Menilai dirinya tertutup sehingga tidak nyaman jika berbagi cerita dan menjadi pusat perhatian. Orang rendah diri akan sering mendapati dirinya terkungkung. Sejatinya, bercerita butuh kenyamanan, tapi sayangnya orang rendah diri tidak pernah merasa nyaman dengan dunia luar. Tempat ternyaman baginya ialah dirinya sendiri. Hanya itu saja. Dunia luar baginya adalah sarang keburukan tanpa ada sama sekali kebaikan di dalamnya. Oleh karena itu, orang rendah hati memilih bungkam dan tidak bercerita pada dunia luar.

Pada dasarnya memang tidak masalah jika seseorang memilih untuk tidak bercerita kepada orang lain. Akan tetapi merasa tidak memiliki cerita ialah kasus yang berbeda. Kepekaan dalam memandang diri sendiri dan hal-hal yang ada di sekitar dirinya merupakan kunci dari perasaan tak memiliki cerita ini. Semua ini perlu disadari bahwa setiap individu itu unik dan bernilai.
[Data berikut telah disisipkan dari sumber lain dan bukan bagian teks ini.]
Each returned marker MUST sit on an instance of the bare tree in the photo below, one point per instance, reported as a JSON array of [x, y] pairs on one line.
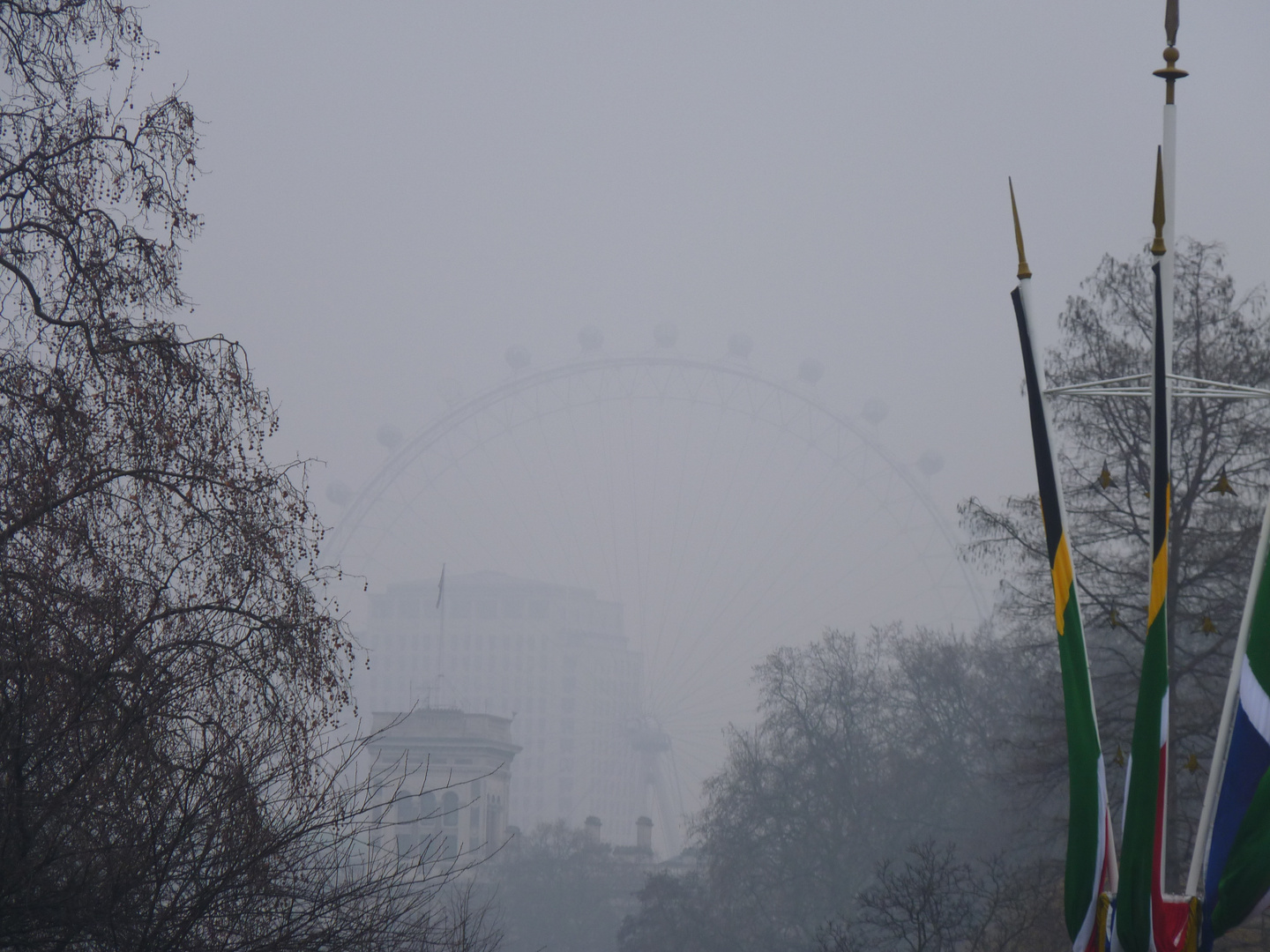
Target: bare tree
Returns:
[[172, 680], [865, 744], [937, 903], [1221, 452]]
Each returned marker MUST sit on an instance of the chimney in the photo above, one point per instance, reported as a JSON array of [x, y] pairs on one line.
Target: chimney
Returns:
[[592, 825], [644, 834]]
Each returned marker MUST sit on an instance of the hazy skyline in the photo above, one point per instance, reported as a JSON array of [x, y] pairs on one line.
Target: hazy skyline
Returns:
[[395, 198]]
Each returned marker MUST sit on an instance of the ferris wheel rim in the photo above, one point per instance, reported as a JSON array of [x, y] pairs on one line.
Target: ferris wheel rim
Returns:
[[372, 492]]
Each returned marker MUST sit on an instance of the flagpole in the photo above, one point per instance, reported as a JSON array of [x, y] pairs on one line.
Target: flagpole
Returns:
[[1223, 733], [1085, 747], [1169, 74]]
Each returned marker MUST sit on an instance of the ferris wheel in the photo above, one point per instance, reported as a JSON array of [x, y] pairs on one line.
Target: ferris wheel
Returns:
[[728, 512]]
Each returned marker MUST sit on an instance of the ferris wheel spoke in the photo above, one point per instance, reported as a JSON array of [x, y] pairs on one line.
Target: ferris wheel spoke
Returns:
[[725, 512]]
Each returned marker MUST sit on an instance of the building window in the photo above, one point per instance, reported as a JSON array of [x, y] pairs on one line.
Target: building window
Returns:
[[429, 807]]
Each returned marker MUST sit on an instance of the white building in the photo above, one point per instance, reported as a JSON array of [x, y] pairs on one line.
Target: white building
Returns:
[[458, 770], [550, 658]]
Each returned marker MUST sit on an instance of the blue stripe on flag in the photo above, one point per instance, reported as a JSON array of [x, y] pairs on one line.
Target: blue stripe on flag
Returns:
[[1246, 763]]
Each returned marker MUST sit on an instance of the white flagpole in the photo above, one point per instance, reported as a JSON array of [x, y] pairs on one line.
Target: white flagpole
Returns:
[[1223, 732]]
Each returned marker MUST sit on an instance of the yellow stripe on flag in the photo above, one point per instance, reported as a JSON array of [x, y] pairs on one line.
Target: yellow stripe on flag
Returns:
[[1062, 576], [1160, 569], [1159, 584]]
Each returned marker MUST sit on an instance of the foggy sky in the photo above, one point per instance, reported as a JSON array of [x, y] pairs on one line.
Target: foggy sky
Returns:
[[397, 193]]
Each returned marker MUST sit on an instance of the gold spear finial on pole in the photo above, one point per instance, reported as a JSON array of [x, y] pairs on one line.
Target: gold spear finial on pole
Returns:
[[1169, 74], [1024, 271]]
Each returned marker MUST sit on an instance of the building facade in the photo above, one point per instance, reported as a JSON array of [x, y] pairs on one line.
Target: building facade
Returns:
[[553, 659], [458, 776]]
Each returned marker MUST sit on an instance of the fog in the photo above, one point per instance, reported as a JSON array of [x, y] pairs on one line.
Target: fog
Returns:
[[409, 206]]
Tuhan pun menciptakan manusia agar setiap dari mereka saling mengenal. Artinya dalam proses mengenal pasti ada aktivitas bertukar cerita di dalamnya. Sebuah ketentuan yang tidak terhindarkan. Lagi pula, bercerita bukan aktivitas yang menyesatkan. Sebaliknya, bercerita menyuguhkan manfaat untuk manusia bertumbuh dan menjadi lebih baik.